U.S. patent application number 09/893779 was filed with the patent office on 2003-01-02 for on-die cache memory with repeaters.
This patent application is currently assigned to Intel Corporation. Invention is credited to Bhushan, Bharat, Smits, Kenneth R..
Application Number | 20030005222 09/893779 |
Document ID | / |
Family ID | 25402081 |
Filed Date | 2003-01-02 |
United States Patent
Application |
20030005222 |
Kind Code |
A1 |
Smits, Kenneth R. ; et
al. |
January 2, 2003 |
On-die cache memory with repeaters
Abstract
A cache memory organized into banks of subarrays includes
repeaters for connecting to the data provided by the subarrays to a
global data bus. The repeaters comprise a logic gate providing
either a NAND or NOR function coupled in series with an inverter.
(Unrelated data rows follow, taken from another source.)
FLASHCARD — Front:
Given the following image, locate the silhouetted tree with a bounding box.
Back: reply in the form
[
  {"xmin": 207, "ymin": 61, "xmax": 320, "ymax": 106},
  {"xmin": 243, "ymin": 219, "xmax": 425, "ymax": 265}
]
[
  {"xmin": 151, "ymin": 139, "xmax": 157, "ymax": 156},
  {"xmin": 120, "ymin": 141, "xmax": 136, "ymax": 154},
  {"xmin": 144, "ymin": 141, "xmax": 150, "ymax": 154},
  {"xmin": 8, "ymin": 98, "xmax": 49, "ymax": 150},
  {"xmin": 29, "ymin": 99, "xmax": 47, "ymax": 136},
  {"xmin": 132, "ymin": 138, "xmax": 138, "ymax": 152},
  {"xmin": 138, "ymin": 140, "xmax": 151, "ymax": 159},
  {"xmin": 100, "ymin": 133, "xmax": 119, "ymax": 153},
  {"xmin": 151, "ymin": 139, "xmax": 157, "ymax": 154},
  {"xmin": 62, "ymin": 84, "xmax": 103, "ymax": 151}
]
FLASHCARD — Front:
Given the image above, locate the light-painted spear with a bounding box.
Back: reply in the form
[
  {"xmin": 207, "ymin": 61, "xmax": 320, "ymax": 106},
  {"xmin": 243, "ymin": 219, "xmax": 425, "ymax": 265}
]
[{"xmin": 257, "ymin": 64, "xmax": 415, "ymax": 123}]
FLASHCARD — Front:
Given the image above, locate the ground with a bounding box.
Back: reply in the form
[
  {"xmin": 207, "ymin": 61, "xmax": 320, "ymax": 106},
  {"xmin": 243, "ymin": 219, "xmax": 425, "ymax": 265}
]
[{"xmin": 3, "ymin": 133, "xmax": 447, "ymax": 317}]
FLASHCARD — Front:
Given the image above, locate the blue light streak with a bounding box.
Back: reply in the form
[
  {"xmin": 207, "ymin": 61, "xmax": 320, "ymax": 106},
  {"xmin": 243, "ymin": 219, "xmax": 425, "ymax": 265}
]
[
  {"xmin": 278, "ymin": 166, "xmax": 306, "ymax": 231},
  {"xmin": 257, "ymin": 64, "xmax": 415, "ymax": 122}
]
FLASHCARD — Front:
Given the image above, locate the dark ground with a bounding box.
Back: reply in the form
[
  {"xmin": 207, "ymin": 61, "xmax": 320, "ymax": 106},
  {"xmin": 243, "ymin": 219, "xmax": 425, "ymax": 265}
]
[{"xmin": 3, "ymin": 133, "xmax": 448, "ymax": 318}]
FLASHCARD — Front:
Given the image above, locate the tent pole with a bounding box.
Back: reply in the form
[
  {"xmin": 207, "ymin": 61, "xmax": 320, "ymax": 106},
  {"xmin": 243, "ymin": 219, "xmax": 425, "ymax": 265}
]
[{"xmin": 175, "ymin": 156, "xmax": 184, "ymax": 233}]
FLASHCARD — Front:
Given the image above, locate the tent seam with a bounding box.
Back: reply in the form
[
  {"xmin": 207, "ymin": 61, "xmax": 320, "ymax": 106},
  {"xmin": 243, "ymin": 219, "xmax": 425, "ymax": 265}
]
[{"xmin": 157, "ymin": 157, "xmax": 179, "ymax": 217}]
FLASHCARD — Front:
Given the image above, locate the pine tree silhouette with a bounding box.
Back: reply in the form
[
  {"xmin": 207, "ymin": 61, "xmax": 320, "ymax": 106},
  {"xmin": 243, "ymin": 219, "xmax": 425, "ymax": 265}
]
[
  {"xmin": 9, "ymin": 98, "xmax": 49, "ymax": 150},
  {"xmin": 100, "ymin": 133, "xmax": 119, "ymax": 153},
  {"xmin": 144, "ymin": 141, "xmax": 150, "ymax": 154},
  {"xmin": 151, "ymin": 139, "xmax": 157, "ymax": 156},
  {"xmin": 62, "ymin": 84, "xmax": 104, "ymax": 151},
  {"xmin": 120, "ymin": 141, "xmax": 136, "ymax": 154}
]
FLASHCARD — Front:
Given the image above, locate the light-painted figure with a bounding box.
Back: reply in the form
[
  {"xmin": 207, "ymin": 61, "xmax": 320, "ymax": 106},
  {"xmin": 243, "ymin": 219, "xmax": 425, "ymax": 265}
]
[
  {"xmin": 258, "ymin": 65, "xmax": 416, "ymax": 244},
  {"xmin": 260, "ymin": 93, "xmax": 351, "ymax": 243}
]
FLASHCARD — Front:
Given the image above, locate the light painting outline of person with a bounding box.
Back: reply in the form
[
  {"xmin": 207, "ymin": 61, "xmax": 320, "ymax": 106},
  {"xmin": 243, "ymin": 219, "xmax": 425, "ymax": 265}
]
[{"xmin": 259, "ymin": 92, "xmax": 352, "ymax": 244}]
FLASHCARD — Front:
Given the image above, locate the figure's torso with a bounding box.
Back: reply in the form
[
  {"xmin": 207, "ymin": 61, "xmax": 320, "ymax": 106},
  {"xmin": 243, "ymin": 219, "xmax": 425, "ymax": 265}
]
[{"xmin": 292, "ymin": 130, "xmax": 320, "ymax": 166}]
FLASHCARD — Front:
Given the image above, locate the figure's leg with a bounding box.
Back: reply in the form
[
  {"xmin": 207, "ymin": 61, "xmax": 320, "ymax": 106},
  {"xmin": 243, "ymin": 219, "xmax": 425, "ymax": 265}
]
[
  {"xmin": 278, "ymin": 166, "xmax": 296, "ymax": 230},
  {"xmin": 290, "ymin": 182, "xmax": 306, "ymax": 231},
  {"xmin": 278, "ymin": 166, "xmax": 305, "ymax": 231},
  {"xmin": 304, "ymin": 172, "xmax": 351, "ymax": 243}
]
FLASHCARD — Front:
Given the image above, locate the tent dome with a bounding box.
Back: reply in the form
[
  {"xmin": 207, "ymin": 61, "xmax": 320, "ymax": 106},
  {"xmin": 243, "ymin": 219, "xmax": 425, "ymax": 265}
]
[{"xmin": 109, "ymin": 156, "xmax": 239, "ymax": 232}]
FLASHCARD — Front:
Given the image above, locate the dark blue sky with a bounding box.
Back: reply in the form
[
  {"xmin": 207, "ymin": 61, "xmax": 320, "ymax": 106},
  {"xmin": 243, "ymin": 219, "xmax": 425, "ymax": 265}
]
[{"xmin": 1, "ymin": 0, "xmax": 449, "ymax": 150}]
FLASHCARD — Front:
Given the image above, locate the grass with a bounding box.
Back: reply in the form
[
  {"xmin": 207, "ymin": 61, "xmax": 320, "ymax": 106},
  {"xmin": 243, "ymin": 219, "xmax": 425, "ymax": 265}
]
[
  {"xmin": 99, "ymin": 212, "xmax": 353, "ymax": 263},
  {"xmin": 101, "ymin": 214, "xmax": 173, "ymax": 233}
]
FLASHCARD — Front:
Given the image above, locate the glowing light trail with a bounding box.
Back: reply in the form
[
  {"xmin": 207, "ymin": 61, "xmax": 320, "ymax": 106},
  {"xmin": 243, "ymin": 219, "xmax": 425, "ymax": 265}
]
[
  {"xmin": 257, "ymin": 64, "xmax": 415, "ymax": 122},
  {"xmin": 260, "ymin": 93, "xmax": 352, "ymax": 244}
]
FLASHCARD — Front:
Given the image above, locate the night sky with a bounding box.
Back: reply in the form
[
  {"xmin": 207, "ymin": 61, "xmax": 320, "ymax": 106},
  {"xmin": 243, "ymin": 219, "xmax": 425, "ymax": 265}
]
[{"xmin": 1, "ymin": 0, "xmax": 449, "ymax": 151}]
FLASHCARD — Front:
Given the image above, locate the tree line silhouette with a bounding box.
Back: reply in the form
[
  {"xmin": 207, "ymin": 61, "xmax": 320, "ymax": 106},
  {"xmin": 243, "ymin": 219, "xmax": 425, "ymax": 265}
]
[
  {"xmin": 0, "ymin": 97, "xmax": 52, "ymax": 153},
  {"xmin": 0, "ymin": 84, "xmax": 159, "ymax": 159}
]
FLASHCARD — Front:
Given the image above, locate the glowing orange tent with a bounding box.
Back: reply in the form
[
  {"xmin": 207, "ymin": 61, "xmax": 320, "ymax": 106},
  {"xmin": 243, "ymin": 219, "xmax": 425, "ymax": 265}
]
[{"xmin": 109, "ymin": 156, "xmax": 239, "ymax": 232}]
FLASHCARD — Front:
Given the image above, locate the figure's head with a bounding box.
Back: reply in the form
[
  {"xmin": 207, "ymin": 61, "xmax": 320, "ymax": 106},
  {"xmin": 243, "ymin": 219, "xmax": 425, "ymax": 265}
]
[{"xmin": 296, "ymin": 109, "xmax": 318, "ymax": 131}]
The logic gate has a first input connected to receive a first logic
value of a bus line, and a second input coupled to receive data
output from a subarray. The inverter drives the first logic value
onto the bus line when the cache bank subarray is inactive, and
drives the data value from the subarray onto the bus line when the
cache bank subarray is activate.
Inventors: |
Smits, Kenneth R.; (San
Ramon, CA) ; Bhushan, Bharat; (Cupertino,
CA) |
Correspondence
Address: |
Bradley J. Bereznak
Blakely, Sokoloff, Taylor & Zafman LLP
Seventh Floor
12400 Wilshire Boulevard
Los Angeles
CA
90025-1030
US
|
Assignee: |
Intel Corporation
Santa Clara
CA
|
Family ID: |
25402081 |
Appl. No.: |
09/893779 |
Filed: |
June 27, 2001 |
Current U.S.
Class: |
711/118 ;
711/E12.042 |
Current CPC
Class: |
G06F 12/0895
20130101 |
Class at
Publication: |
711/118 |
International
Class: |
G06F 013/00 |
Claims
We claim:
1. A repeater for series connection with a bus line, comprising: a
receiver node coupled to receive a first logic value of the bus
line; a driver node coupled to drive the bus line; a data input
node coupled to a logic block, when in an active state the logic
block providing a data value of either the first logic value or a
second logic value to the data input node, when in an inactive
state the logic block providing the first logic value to the data
input node; logic having inputs coupled to the receiver and data
input nodes, and an output coupled to the bus driver node, the
logic to drive the first logic value on the bus line when the logic
block is in the inactive state, and to drive the data value onto
the bus line when the logic block is in the active state.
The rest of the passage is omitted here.